Thursday, January 10, 2019

The Bounty Killer Movie Review


HK and Cult Film News
By Porfle
January 5, 2018

With big-budget, high-profile westerns coming out so few and far between these days--and even those seldom coming up to snuff--it's up to indy filmmakers to take up the slack and give us western fans some of that good old sagebrush entertainment.

The results aren't always stellar, but, as in the case of THE BOUNTY KILLER (Indican Pictures, 2018), they're often made with an enthusiasm for the genre that helps to smooth over any deficiencies.

It helps that this tale of a bounty killer hired to recover a woman kidnapped on her wedding day and held for ransom is visually splendid, shot in Spain on some terrific standing sets amidst great desert locations (seen in Sergio Leone's ONCE UPON A TIME IN THE WEST) and using drone cameras to give us plenty of sweeping aerial shots as well.


Crispian Belfrage (WEST OF THUNDER) plays the bounty killer with no name, riding into a web of political corruption that includes the town's mayor and low-life sheriff, plus all their various trigger-happy toadies, in a scheme to line their pockets with ill-gotten cash.

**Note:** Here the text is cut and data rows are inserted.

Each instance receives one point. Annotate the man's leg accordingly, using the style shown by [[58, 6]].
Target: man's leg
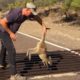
[[2, 56], [12, 58]]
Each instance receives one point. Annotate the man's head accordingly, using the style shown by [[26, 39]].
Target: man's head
[[30, 8]]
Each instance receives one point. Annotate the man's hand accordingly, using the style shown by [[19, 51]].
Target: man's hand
[[13, 36]]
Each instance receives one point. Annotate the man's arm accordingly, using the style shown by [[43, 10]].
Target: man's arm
[[3, 22], [40, 21]]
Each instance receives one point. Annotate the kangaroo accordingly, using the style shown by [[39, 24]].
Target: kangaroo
[[40, 49]]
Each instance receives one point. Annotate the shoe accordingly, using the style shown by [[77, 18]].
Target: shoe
[[18, 77]]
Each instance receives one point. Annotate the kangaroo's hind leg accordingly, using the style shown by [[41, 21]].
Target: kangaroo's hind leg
[[30, 52]]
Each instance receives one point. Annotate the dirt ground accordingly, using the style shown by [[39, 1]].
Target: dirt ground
[[60, 33]]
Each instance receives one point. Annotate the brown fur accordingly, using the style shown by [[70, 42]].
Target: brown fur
[[40, 49]]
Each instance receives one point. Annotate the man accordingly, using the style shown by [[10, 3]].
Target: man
[[9, 25]]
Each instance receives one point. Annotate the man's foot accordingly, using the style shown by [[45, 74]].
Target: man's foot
[[17, 77], [4, 66], [1, 66]]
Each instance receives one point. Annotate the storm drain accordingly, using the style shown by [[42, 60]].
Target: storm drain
[[63, 61]]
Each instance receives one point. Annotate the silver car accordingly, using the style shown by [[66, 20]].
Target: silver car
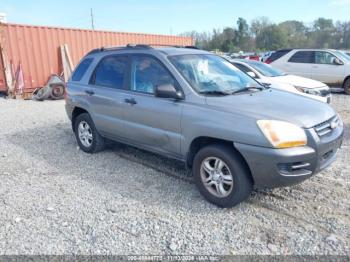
[[196, 107]]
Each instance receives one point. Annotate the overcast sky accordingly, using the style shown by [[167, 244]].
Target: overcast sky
[[165, 17]]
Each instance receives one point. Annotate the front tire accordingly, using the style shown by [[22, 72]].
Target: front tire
[[220, 175], [87, 136], [347, 86]]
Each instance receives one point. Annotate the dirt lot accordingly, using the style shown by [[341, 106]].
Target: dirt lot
[[54, 199]]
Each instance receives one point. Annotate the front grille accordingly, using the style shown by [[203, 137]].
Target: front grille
[[327, 127]]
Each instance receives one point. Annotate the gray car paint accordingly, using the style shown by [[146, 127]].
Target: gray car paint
[[169, 126]]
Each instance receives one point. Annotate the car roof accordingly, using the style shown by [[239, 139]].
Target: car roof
[[173, 50], [306, 49]]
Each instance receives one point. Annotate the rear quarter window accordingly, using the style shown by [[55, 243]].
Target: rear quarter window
[[277, 55], [306, 57], [81, 69]]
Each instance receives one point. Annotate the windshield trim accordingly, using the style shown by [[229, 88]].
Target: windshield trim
[[256, 67], [198, 92]]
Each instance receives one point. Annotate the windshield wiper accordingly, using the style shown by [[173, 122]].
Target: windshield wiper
[[215, 92], [249, 88]]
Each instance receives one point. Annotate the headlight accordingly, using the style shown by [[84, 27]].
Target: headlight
[[282, 134], [310, 91]]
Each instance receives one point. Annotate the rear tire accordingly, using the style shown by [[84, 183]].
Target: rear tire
[[87, 136], [347, 86], [214, 167]]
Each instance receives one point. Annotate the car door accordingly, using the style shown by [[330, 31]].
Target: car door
[[106, 105], [300, 63], [326, 69], [152, 122]]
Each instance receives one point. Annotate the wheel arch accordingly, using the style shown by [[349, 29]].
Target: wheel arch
[[76, 112], [203, 141]]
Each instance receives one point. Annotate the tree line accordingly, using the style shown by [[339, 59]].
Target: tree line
[[263, 35]]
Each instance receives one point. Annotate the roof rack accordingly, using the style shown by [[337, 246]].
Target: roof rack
[[111, 48]]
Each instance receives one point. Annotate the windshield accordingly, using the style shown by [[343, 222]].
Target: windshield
[[212, 74], [265, 69], [343, 55]]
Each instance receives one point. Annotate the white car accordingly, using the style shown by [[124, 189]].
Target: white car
[[267, 75], [329, 66]]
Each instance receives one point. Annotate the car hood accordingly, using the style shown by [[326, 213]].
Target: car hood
[[296, 81], [274, 105]]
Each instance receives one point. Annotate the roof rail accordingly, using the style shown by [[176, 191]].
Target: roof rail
[[134, 46], [111, 48]]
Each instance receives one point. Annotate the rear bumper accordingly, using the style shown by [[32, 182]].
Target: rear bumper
[[272, 168]]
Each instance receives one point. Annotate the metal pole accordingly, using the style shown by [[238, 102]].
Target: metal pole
[[92, 20]]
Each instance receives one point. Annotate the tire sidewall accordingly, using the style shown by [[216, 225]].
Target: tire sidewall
[[347, 87], [86, 118], [242, 184]]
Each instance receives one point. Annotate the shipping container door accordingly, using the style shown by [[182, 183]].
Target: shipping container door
[[2, 75]]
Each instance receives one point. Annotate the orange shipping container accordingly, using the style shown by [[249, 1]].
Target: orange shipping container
[[37, 48]]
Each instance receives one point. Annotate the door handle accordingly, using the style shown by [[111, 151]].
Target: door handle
[[90, 92], [130, 101]]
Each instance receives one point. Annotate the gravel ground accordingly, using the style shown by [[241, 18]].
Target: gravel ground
[[55, 199]]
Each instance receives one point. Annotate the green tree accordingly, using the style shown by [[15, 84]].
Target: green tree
[[271, 38]]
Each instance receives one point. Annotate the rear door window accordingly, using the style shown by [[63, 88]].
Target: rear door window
[[148, 73], [111, 72], [81, 69], [306, 57], [277, 55]]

Belfrage's anti-hero, who's addicted to smoking opium and guzzling laudenum to forget his Civil War traumas, is somewhat of a cypher--we're never really sure how emotionally or morally invested he is in his mission, sometimes showing signs of empathy but also appearing steely and coldblooded as well.

The mayor's henchmen, the town's lawless lawmen, and the actual kidnappers, led by the repellent Cavendish (Ethan McDowell), are all of the type whose brains are way less developed than their gun hands.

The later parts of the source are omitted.